I am doing something more than memory copy but I always start it with
understanding memory copy issues on the target architecture. I
tried STREAM
benchmark on the G5 which gives 2GB/s copy bandwidth, while on an
Intel
Xeon 2.4GHZ I got 4.5GB/S with SSE2 using non-temporal writes. G5
has a
theoretical memory bandwidth of 6.4 GB/s which is much higher than
2GB/s I got and also higher than the theoretical memory bandwidth of
that intel Xeon. I later tried to write my own copy routine using
Altivec, the performace was only improved a little. I tried memcpy and
memmove, the result
is 3.1 GB/s, which is better but still less than half of 6.4GB/s.

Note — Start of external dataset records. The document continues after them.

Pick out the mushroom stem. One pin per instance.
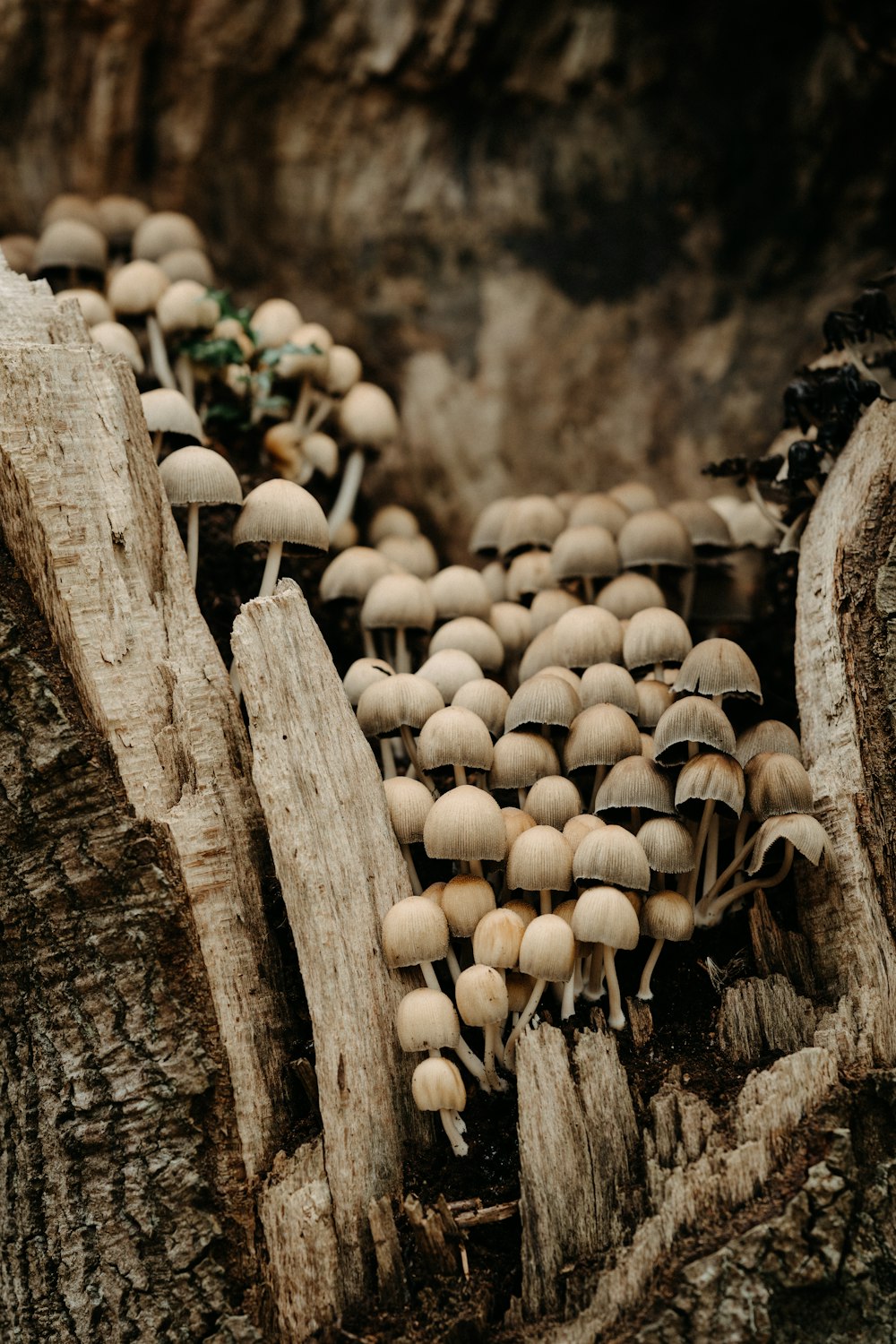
(525, 1016)
(458, 1144)
(349, 488)
(643, 988)
(713, 913)
(697, 849)
(616, 1018)
(411, 870)
(193, 540)
(159, 355)
(271, 569)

Keep in mind that the G5's use PC3200 memory, which has a theoretical
limit of 3.2GB/sec. So 3.1 GB/sec is pretty good. The 6.4GB/sec is
just the cpu interface. And I'm not sure, but it might even be that
this is 3.2GB/sec in and 3.2GB/sec out (the G5 has two 32 bit busses
which can be used simultaneously, one for incoming and one for
outgoing data -- but I don't know whether they're both rated at 6.4GB/
sec or whether that's the combined bandwidth).